Dallo scoppio di un conflitto all’inizio di un’emergenza umanitaria, solitamente, non trascorre molto tempo. Specie se la situazione del contesto geografico e politico fosse già abbondantemente compromesso. Il caso della Striscia di Gaza è un esempio piuttosto lampante di un quadro sociale precario che, con l’intensificazione di diatribe geopolitiche, finisce per trasformarsi in una catastrofe totale per la popolazione. Anzi, per la popolazione civile maggiore al mondo in relazione al proprio territorio, con più di 2 milioni di abitanti in 360 chilometri quadrati circa. Una porzione di territorio che, a tutti gli effetti, è una striscia. Esigua, compressa, in mano a un gruppo al governo che, come iniziativa, ha deciso di sferrare un attacco oltre confine contro Israele, dando il là a una reazione che, come ai tempi di Piombo fuso, ha tolto alla popolazione civile ogni barriera di protezione.
Emergenza totale a Gaza
Abbastanza per trascinare i cittadini della Striscia di Gaza in un’emergenza totale, tra carenza di assistenza sanitaria, raid aerei e minacce di invasione via terra e difficoltà nell’ingresso degli aiuti umanitari. Questi ultimi, di fatto, l’unico mezzo di sostentamento per quella parte di popolazione che ancora si trova nelle zone nevralgiche del conflitto, in primis a Rafah. Per loro, un’esposizione continua agli effetti diretti della guerra e, chiaramente, a quelli indiretti.

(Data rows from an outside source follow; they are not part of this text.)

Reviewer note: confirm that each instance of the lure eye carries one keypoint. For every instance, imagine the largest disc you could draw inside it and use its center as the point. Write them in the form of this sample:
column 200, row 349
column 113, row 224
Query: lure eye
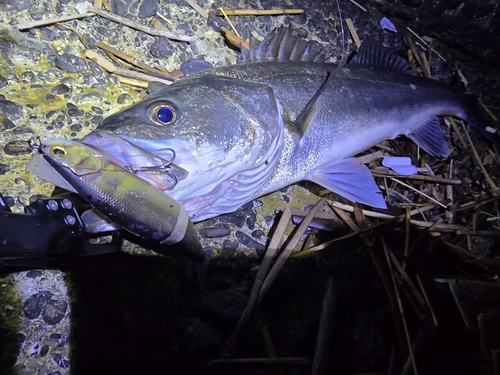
column 58, row 152
column 163, row 114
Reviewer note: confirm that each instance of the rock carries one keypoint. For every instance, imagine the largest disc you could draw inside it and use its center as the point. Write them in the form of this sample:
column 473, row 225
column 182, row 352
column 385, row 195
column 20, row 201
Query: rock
column 13, row 110
column 5, row 123
column 54, row 311
column 249, row 242
column 71, row 63
column 218, row 231
column 60, row 360
column 34, row 304
column 60, row 89
column 17, row 148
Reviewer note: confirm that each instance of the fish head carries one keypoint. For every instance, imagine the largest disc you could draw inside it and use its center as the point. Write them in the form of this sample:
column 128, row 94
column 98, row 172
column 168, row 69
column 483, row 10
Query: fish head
column 220, row 131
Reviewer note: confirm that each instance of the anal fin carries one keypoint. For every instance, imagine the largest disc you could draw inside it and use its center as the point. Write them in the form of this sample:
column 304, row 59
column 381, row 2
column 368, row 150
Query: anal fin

Prima di tutto l’emergenza alimentare, visto che rifornirsi di viveri in modo continuativo è sempre più complicato all’interno della Striscia. “C’è una zona chiamata Al-Mawasi – è la testimonianza di un membro del Team di Emergenza di Azione Contro la Fame sul posto -, che è un quartiere, e lì era dove iniziava la zona umanitaria… E ora lì è dove ha inizio la nuova evacuazione”. Il che significa come nessun luogo della Striscia possa dirsi al riparo dalle scorie del conflitto, siano esse effettive o logoranti a lungo termine.
L’esodo dei profughi
Lo stesso operatore ha raccontato di come, al momento, non vi sia “nessun edificio sicuro. Io penso ai nostri lavoratori che ancora una volta prendono i loro figli, molti dei quali ancora molto piccoli, li portano in spalla e iniziano a camminare. Molti di loro hanno già dovuto evacuare 8 o 9 volte, fino ad arrivare a Rafah. Hanno lasciato le loro case, le loro macchine perché le strade erano intasate”. Basti pensare che, solo a seguito del singolo ordine di evacuazione del 6 maggio scorso, ben 900 mila persone si sono messe in cammino in massa (dati Onu), rendendo estremamente complicato il mantenimento delle condizioni igienico-sanitarie nei punti di aggregazione.
La stessa AcF si è detta preoccupata per la situazione dei profughi, così come di quella relativa a chi, tutt’oggi, è costretto nelle zone nel mirino delle forze armate israeliane. L’organizzazione umanitaria ha denunciato la potenziale forza devastatrice di un’operazione militare via terra, sia per la folta presenza di civili che per l’impossibilità di imbastire un piano di evacuazione praticabile.
Appello internazionale
A ogni modo, nonostante la crisi in atto che vede oltre 1 milione di persone soffrire la fame o essere a rischio alimentare, Azione contro la Fame ha precisato che continuerà a “lavorare instancabilmente per fornire assistenza umanitaria a coloro che ne hanno più bisogno e siamo pronti ad adattarci e a rispondere alle mutevoli esigenze nel mezzo di questa crisi senza precedenti”. Ciò non toglie che, ribadendo il proprio impegno, colga l’occasione per lanciare un appello a livello internazionale, affinché vengano intraprese “azioni urgenti per porre fine alla crisi a Rafah e in tutta la Striscia di Gaza. Non possiamo permettere che questa situazione umanitaria peggiori ulteriormente”.